La lutte se diffuse en tous lieux et dans tous les métiers.

Jérôme Gleizes  • 8 juin 2016 abonné·es
Une lutte des classes modernisée
© Anne-Christine POUJOULAT / AFP

L’actuel mouvement contre la loi travail est en train de réactualiser et de moderniser la lutte des classes. Citons Adam Smith dans La Richesse des nations : « On n’entend guère parler, dit-on, de coalitions entre les maîtres, et tous les jours on parle de celles des ouvriers. Mais il faudrait ne connaître ni le monde ni la matière dont il s’agit pour s’imaginer que les maîtres se liguent rarement entre eux […] pour ne pas élever les salaires au-dessus du taux actuel. » De tout temps, l’asymétrie entre salariés et employeurs a surdéterminé les relations de travail. L’émergence du code du travail au cours du XIXe siècle a permis de mettre fin à la fiction de l’égalité civile entre travailleurs et patrons, et à pacifier ces relations.

Autrefois, le code civil légiférait à travers le contrat de louage de services. L’ouvrier mettait sa force de travail à disposition. Il pouvait théoriquement refuser, mais, pour (sur) vivre, il acceptait les emplois qu’on lui proposait. L’apporteur de capitaux, le « capitaliste », disposait de cette main-d’œuvre nombreuse et d’un rapport de force favorable pour jouer les salaires à la baisse et dégrader les conditions de travail. Le contrat de travail transforma cette relation à travers le contrat de subordination. L’ouvrier abandonna une partie de sa liberté contractuelle contre une sécurisation de ses conditions de travail, à commencer par un salaire prédéfini et non en fonction de son volume de production [^1].
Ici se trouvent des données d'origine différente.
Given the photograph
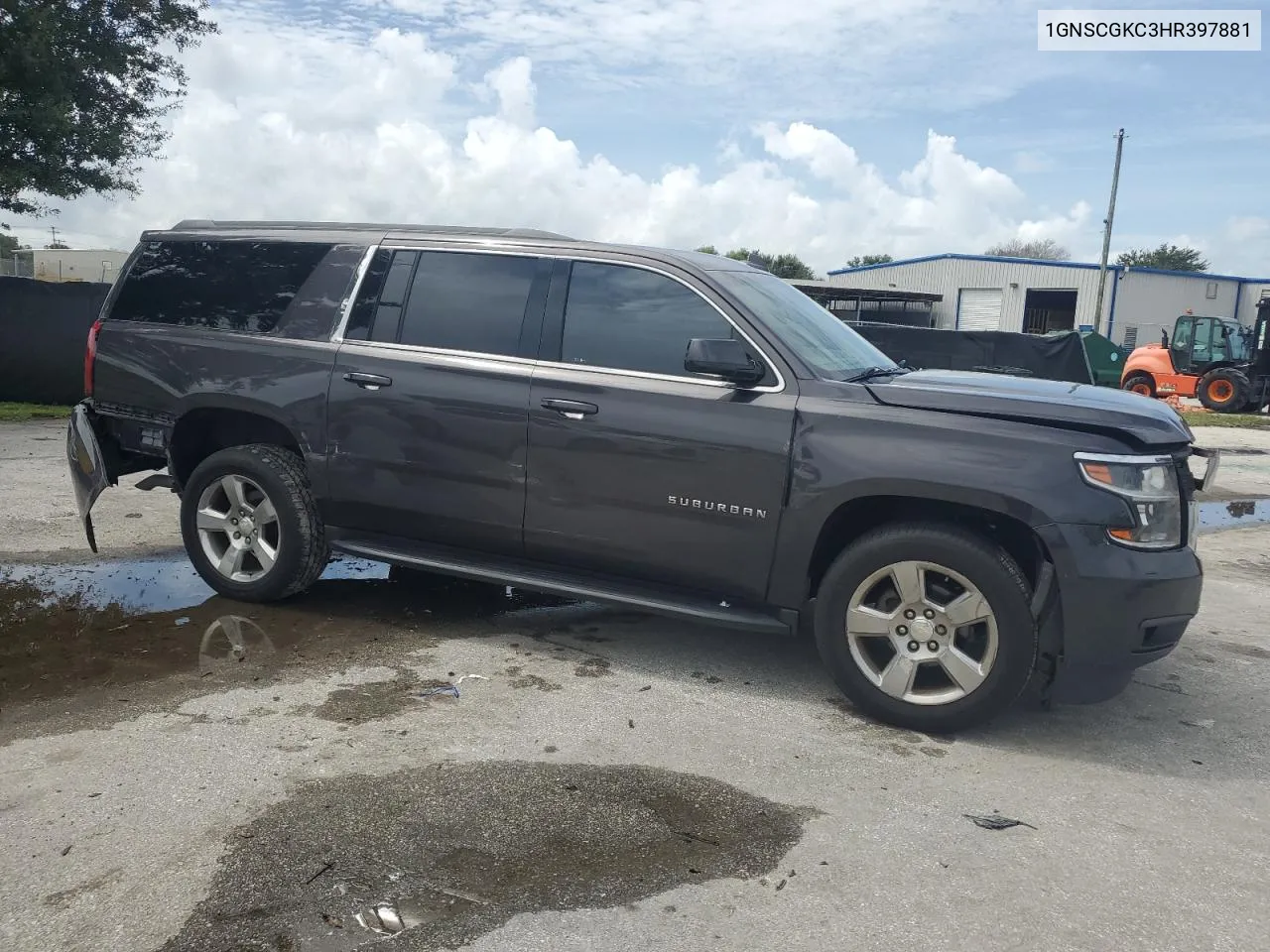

La volonté du gouvernement, dit de gauche, d’inverser la hiérarchie des normes – c’est-à-dire de permettre à l’entreprise de définir ses propres règles, dérogatoires au droit du travail, en baissant notamment les salaires – est une remise en question de cet acquis social. Le vocabulaire a changé, mais pas la nature conflictuelle de la relation de travail. Le patronat argumente en disant qu’il ne faut pas mettre « en danger ce bien commun que sont les entreprises françaises [^2] ». Il faudrait diminuer les salaires pour améliorer la compétitivité de nos entreprises. Nous vivrions dans une société apaisée où les conflits de classe auraient disparu, car gouvernement, salariés et patrons, main dans la main, défendraient le « bien commun ». Or, les inégalités progressent. Les riches sont de plus en plus riches et la baisse des salaires accentue la paupérisation des classes populaires. Faut-il rappeler que le salaire mesure la qualification du travail et que minorer les salaires c’est se spécialiser dans les produits à faible valeur ajoutée ? Faut-il rappeler que, contrairement aux idées reçues, un mécanicien de l’automobile est mieux payé à Séoul qu’à Paris [^3] ?

Face à un monde économique de plus en plus globalisé, face à un capitalisme de plus en plus financiarisé, face à une valeur ajoutée de plus en plus immatérielle, les moyens de la lutte ont changé. Plus d’usine comme quartier général. Plus de ville prioritaire. La lutte se diffuse dans toutes les villes, en tous lieux, dans tous les métiers. Les centres de communication, de logistique, les flux énergétiques (raffinerie, centrales nucléaires…), vitaux, sont visés. La contre-information s’émancipe des médias dominants. Les 99 % s’opposent désormais aux 1 %.